The main reason I now pay close attention to closing times is because of an adventure my brother and I had at Woodlawn Cemetery in the North Bronx, NYC. This was maybe in the summer of 2002, as far as I can recall, and my first time being locked in. I had convinced him to take the train with me from Philadelphia to the Bronx to go shooting in this grand old Victorian cemetery called Woodlawn. It’s all the way at the north end of a subway/elevated line at the Woodlawn stop, a pretty rough neighborhood. Worth the effort, though, as it is certainly one of the most elaborate and picturesque cemeteries in the country. Back then, it was my own precious discovery.
This being my first time at Woodlawn, I mistook the cemetery’s rear gate on Jerome Avenue for the main gate, (which is actually on Webster Avenue and East 233rd Street, clear on the opposite side of this huge 400-acre cemetery). The Jerome Avenue gate and wrought iron fencing were about 10 feet high. My brother made special note of that, and commented on the 4:30 closing time (he's such a worrywart).
|Detail of Belmont Mausoleum|
After we exhausted our film on the gargoyles and flying buttresses (I don’t really know what those are but I always wanted to say it), we realized it was 4:45! Aahhhh! To the gate!...... What?! CLOSED!!!

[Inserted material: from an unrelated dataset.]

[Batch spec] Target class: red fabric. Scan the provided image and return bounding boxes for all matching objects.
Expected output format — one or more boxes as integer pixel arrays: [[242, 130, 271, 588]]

After some howls and imprecations on my brother’s part (directed mainly toward me), I took the predicament into consideration and figured it was possible to climb up the gate and down the other side. With my camera bag on my shoulder, I scaled up the inside of the gate, thankful for the built-in footholds of ornamental wrought iron, over the top and down the front. Getting Tim over the gate was quite another story−my poor brother had such a horrendous time! He cursed me coast to coast during both his ascent and descent. At one point, he was sitting on top of the closed gate with me outside trying to convince him that a safe dismount was indeed possible. I was conscious of cars on the highway slowing down to look at us, with the drivers probably thinking, “Why are they trying to get out? In this neighborhood, it’s certainly safer inside that cemetery!” But we got him out, with me jamming his feet into footholds he couldn’t see. Took about a half hour in the hot setting summer sun. To cool him down (in more ways than one) I bought him a few beers at the biker bar under the el stop across the street. Then we took the long series of train rides home.
PHOTOGRAPHING AT WOODLAWN CEMETERY
During my third visit to Woodlawn a year or so later, my friend Krista and I actually found the front entrance with the offices and gatehouse, on Webster Avenue and East 233rd Street. We signed in as official visitors (so unlike me), and were told that if we wanted to take photographs, we had to apply for a permit, and pay some nominal fee (it might have been $5 or $10), which we did. Curiously, they also told us we were not allowed to photograph any of the bronze sculptures! These rules may have changed in the past ten years, but the “Photography Permit Application” (which you’re supposed to submit in advance of your visit) is still on Woodlawn’s website.